Pharmacokinetics of cimifugin in rat plasma after oral administration of the extract of Saposhnikovia divaricatae root : Determination of cimifugin by high performance liquid chromatography coupled with solid phase extraction

High performance liquid chromatography (HPLC) coupled with the solid phase extraction method was developed for determining cimifugin (a coumarin derivative; one of Saposhnikovia divaricatae's constituents) in rat plasma after oral administration of Saposhnikovia divaricatae extract (SDE), and the pharmacokinetics of cimifugin either in SDE or as a single compound was investigated. The HPLC analysis was performed on a commercially available column (4.6 mm x 200 mm, 5 pm) with the isocratic elution of solvent A (Methanol) and solvent B (Water) (A:B=60:40) and the detection wavelength was set at 250 nm. The calibration curve was linear over the range of 0.100-10.040 microg/mL. The limit of detection was 30 ng/mL. At the rat plasma concentrations of 0.402, 4.016, 10.040 microg/mL, the intra-day precision was 6.21%, 3.98%, and 2.23%; the inter-day precision was 7.59%, 4.26%, and 2.09%, respectively.

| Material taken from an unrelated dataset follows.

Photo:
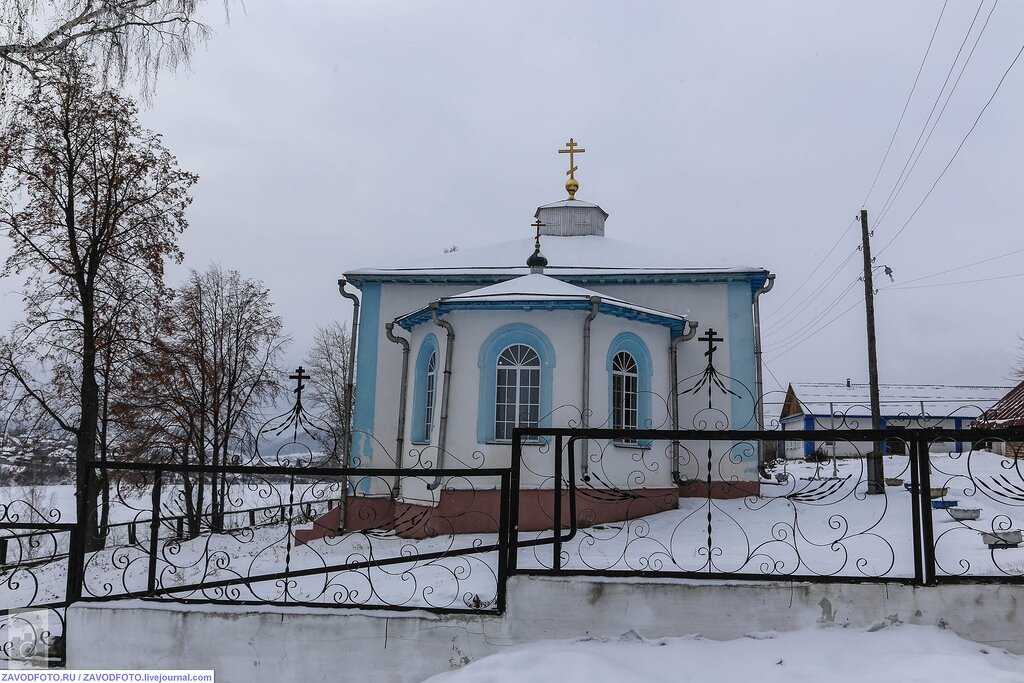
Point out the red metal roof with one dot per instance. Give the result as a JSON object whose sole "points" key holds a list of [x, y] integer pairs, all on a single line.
{"points": [[1008, 412]]}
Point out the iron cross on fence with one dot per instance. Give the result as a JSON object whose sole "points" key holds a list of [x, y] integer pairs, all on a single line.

The absolute recovery was 76.58%, 76.61%, and 77.67%, respectively. When the dosage of SDE was equal to the pure compound calculated by the amount of cimifugin, it was found to have two maximum peaks while the pure compound only showed one peak in the plasma concentration-time curve. The pharmacokinetic characteristics of SDE showed the superiority of the extract and the properties of traditional Chinese medicine.